Senate Approves Tomlinson Bill to Ban Texting, Cell Phone Use While Driving

HARRISBURG – The Senate today passed legislation sponsored by Senator Tommy Tomlinson (R-Bucks) and supported by Senator John Rafferty, Chairman of the Senate Transportation Committee that would prohibit the use of handheld cell phones and texting while driving and set new guidelines for junior drivers.

Tomlinson said Senate Bill 314 would impose a ban on handheld cell phones for all drivers, regardless of age. Hands-free cell phone use would still be permitted by drivers who do not have a learners permit or junior driver’s license. The bill would make it a primary offense for all drivers to text, email, browse the internet and instant message. SB 314 would make it a secondary offense to use a cell phone while driving – meaning the driver would have to first be pulled over for a primary offense.

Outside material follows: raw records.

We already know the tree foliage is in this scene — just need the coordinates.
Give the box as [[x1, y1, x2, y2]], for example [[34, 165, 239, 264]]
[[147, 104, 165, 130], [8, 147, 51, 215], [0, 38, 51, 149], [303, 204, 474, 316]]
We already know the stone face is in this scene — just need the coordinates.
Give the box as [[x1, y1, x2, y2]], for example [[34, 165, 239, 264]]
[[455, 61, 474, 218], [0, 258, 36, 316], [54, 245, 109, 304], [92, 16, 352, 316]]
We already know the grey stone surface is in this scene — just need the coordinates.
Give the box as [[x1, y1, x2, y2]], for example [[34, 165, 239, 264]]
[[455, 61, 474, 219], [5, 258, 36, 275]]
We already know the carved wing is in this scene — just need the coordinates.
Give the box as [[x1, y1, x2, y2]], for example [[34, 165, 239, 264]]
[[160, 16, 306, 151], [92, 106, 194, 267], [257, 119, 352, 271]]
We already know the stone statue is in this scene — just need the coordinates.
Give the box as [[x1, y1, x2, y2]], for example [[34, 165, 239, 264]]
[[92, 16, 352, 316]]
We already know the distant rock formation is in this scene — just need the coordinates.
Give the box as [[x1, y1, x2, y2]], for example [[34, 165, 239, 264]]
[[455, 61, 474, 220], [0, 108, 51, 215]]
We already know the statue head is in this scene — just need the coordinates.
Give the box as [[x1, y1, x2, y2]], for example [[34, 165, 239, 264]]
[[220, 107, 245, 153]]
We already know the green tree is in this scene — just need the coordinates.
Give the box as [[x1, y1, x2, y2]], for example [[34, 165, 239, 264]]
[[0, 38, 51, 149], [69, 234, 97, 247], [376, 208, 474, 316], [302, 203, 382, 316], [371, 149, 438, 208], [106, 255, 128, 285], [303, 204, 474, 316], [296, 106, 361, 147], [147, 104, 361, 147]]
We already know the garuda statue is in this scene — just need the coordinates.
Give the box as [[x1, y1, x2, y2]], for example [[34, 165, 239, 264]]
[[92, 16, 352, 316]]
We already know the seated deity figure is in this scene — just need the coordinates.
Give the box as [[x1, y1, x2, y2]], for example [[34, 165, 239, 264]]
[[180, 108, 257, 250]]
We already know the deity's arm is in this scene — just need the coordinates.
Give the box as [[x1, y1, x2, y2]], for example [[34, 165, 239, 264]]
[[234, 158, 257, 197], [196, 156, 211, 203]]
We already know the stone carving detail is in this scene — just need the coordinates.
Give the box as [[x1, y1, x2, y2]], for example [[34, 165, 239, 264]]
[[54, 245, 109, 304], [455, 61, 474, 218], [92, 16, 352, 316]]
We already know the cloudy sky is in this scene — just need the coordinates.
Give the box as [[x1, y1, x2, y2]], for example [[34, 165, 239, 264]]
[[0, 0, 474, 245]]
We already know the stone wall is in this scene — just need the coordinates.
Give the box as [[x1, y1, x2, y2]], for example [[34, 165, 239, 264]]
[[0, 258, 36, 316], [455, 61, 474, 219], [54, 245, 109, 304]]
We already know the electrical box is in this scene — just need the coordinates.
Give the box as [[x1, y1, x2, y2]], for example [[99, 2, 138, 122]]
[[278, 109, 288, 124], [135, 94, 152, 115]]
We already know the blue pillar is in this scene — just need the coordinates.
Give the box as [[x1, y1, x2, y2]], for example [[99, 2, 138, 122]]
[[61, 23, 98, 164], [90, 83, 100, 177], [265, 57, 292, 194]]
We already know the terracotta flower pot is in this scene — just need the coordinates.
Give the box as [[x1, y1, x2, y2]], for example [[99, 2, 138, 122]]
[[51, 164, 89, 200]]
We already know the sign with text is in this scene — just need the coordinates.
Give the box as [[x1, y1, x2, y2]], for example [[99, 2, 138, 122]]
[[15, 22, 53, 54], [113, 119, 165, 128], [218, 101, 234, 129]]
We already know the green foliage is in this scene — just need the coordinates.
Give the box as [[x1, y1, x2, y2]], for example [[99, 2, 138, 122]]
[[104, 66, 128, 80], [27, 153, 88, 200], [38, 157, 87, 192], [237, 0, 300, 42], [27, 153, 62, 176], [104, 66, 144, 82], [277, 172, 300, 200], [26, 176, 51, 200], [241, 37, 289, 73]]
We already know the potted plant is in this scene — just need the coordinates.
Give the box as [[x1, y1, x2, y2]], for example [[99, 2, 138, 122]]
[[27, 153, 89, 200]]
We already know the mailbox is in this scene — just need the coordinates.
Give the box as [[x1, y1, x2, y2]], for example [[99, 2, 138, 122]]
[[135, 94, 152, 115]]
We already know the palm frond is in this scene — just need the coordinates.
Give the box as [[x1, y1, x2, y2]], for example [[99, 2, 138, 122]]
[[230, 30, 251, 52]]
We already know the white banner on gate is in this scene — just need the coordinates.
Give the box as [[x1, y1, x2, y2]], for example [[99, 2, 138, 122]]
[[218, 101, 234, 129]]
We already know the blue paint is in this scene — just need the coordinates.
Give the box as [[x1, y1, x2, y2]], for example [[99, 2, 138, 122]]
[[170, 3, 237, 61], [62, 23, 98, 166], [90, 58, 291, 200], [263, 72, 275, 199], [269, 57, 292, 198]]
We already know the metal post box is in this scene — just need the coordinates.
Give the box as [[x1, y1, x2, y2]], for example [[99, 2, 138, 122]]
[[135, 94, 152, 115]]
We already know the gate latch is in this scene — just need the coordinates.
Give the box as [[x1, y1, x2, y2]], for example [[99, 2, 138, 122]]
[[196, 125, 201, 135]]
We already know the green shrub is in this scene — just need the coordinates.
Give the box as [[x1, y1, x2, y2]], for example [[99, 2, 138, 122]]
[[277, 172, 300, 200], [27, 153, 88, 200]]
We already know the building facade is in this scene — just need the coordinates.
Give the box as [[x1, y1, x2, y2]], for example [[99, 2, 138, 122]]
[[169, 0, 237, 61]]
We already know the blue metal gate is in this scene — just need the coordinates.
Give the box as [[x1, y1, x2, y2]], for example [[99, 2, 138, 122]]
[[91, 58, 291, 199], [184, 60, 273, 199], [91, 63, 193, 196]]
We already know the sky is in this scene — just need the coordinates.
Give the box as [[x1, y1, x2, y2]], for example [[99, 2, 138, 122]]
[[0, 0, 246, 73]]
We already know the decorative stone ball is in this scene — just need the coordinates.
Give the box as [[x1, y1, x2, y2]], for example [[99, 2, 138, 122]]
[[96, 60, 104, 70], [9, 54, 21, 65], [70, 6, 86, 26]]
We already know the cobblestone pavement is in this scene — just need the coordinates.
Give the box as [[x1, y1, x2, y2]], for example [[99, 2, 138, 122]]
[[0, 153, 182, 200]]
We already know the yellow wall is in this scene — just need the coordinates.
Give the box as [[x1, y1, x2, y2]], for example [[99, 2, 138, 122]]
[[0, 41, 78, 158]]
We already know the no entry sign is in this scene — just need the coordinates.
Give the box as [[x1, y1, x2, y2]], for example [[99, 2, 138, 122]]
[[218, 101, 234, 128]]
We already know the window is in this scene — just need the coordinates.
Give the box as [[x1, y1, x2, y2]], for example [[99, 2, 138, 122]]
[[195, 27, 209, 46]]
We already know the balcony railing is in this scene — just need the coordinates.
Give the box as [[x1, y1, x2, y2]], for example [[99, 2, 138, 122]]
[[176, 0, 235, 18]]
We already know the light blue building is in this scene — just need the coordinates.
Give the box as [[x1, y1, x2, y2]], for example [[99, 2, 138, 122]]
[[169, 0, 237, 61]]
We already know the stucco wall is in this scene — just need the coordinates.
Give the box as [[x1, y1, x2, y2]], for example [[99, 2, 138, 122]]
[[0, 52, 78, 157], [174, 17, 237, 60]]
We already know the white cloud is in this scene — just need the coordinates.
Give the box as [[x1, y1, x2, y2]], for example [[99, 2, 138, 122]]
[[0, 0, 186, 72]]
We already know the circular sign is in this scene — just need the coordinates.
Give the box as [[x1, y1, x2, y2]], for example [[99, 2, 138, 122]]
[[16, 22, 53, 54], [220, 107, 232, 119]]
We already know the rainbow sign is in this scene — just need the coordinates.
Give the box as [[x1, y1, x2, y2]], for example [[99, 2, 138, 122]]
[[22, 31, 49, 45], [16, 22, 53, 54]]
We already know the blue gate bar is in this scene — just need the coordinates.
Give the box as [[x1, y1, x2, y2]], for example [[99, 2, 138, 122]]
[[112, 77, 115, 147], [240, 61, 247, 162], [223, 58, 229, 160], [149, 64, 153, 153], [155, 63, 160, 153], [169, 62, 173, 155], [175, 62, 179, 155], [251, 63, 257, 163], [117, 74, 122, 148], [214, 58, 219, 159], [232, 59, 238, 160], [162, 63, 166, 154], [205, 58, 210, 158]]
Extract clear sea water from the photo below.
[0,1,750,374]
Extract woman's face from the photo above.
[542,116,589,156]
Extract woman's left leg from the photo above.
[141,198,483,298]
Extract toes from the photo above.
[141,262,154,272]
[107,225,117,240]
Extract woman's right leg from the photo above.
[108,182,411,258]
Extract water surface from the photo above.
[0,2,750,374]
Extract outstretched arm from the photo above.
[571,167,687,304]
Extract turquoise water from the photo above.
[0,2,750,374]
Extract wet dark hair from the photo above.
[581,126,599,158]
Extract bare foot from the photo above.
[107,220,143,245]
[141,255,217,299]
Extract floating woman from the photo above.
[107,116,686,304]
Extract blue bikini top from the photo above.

The only exceptions would include:

  • Drivers contacting 511 service, 911 or wireless E-911.
  • When a vehicle is stopped due to traffic obstruction and the vehicle is in park or neutral.
  • Operators of emergency vehicles, coroners, or volunteer emergency responders while engaged in their official duties.
  • Amateur radio operators.

“I would like to thank Senator Rafferty for his work on this important issue and for moving this bill forward in the process. Texting while driving is distracting, dangerous and sometimes deadly.” Tomlinson said.

“Distracted driving is a major cause of accidents, especially among young people.” Tomlinson said. “When people are behind the wheel they should be concentrating on the road and other drivers, not texting or talking on cell phones.”

Tomlinson said 20 percent of injury crashes in 2009 involved reports of distracted driving. The age group with the greatest proportion of distracted drivers was the under-20 age group – 16 percent of all drivers younger than 20 involved in fatal crashes were reported to have been distracted while driving.

The legislation would also prohibit a junior driver, during their first six months of driving, from transporting more than one passenger under the age of 18 who is not a family member unless accompanied by a parent or legal guardian. After six months a junior driver would be allowed to transport three passengers under the age of 18 who are not members of the driver’s immediate family.

“Car accidents are the leading cause of death for teenagers, and distractions and inexperience both play a role,” Sen. Rafferty said. “These new guidelines would help to keep young drivers and their passengers safe.”

Under the legislation, failure to wear a seat belt would also be a primary offense for drivers 8-18 years of age.

Senate Bill 314 now goes to the House of Representatives for consideration.